Harvesting XML Metadata
If your organization has acquired XML Harvester and a load table, you can:
- harvest XML metadata from external repositories
- convert the metadata to bibliographic MARC records
- load the records into your Innovative system
Additional load tables can be purchased. Innovative recommends purchasing one load table for every repository you harvest. See Editing the XML Harvester Configuration File.
Metadata are structured elements that describe an information resource or, more generally, any definable entity. The bibliographic record data can be considered metadata. Harvesting refers to the process of collecting metadata from a server. Servers designed to provide metadata for harvest are called repositories.
The standard used by XML Harvester is the Open Archives Initiative Protocol for MetaData Harvesting
The XML Harvester process works as follows:
- You edit the configuration file to specify the:
- format of the request
- mapping of the metadata to MARC
- URL of the repository
- additional harvesting parameters
- Harvest the repository.
- XML Harvester converts records into a file that can be loaded into the system by using a standard load table.

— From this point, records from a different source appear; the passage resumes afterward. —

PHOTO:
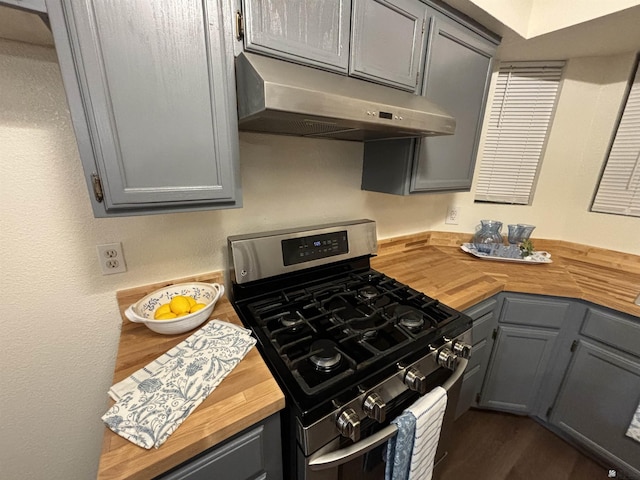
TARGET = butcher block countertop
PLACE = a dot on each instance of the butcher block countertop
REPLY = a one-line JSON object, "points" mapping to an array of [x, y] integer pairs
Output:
{"points": [[246, 396], [431, 262]]}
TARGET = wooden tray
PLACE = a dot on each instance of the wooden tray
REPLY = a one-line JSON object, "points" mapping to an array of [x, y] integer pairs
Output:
{"points": [[536, 257]]}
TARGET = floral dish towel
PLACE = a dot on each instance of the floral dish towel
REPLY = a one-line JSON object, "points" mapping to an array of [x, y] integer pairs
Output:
{"points": [[155, 400]]}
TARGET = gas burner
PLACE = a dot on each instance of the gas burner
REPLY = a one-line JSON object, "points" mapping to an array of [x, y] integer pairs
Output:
{"points": [[368, 292], [409, 317], [369, 334], [327, 358], [288, 319]]}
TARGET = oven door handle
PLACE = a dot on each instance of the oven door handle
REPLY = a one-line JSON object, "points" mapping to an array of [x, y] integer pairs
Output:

- Load the records into the Innovative system.
Metadata and Metadata Request Formats
The XML Harvester-supported formats for metadata and metadata requests are:
- MARCXML
- Unqualified Dublin Core
- other XML formats that use MARC encoding analogs
Specify the metadata request format by editing the OAIFORMAT trigger in the configuration file.
Specify the metadata format by editing the XML_TYPE trigger in the configuration file.
Specifying a Repository of XML Records
The XML Harvester is OAI-PMH compliant. Innovative recommends using the repositories that conform to the OAI-PMH standard.
Specify the repository by editing the URL trigger in the configuration file.